Jeden zweiten Abend gibt es Ratatouille, abwechselnd mit Paprikagemüse, ich fühle mich schlecht, wenn ich diese Rezepte poste. Alle wissen, wie man Paprikagemüse zubereitet, nicht alle machen es gut, aber das ist wieder ein andere Geschichte. 

Noch ein absolut uncooles Rezept ist selbstgemachte Tomatensauce. Auf dem Bauernmarkt gibt es momentan oft Tomaten im Angebot, 1 EUR das Kilo, sie sind superreif, zu reif. So reif, dass sie schon Sauce sind, wenn man daheim ankommt. Also gibt es heute Abend Pasta mit Tomatensauce, natürlich mit Liebe gemacht, mit Gewürzen, durch gedreht, sehr schmackhaft aber eben auch sehr uncool.
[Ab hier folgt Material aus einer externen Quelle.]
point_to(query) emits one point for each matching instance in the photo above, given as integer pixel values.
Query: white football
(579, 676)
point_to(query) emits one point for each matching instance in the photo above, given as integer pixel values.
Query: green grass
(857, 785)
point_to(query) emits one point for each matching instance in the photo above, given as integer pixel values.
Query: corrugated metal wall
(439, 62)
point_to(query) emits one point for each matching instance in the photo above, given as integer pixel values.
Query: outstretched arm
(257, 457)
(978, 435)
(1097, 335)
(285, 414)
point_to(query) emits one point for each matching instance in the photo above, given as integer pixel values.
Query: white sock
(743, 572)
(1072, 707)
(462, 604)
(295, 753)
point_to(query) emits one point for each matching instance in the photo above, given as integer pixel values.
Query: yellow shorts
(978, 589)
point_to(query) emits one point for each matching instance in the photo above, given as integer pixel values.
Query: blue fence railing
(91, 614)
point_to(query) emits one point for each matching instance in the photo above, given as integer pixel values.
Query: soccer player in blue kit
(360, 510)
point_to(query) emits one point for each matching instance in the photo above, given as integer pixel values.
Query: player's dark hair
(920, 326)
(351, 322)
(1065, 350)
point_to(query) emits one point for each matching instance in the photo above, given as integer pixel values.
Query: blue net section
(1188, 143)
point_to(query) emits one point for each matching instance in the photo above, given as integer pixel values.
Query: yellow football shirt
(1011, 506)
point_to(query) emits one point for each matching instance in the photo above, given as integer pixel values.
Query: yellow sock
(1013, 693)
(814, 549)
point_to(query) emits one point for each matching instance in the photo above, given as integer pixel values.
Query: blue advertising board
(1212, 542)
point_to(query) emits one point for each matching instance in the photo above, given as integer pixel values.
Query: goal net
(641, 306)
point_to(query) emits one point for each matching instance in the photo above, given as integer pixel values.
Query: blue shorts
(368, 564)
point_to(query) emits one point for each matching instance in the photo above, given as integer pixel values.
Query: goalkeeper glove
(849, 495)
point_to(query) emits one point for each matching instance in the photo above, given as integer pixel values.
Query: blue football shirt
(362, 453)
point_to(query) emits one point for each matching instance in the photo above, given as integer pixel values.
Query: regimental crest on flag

Das Uncoolste, was ich gekocht habe, ich traue es mich kaum zu schreiben, obwohl ich gleichzeitig begeistert bin, ist Omelette mit Spaghetti. Es gibt nichts uncooleres als dieses Rezept. Auch wenn es dann letzendlich sehr lecker war, der Ei-Geschmack, der perfekt mit den Nudeln harmoniert (eine Art frittierte Carbonara), schön angebraten mit einer guten Kruste, mit etwas Pfeffer, schön heiß oder am nächsten Tag soger kalt... wirklich uncool aber einfach hervorragend.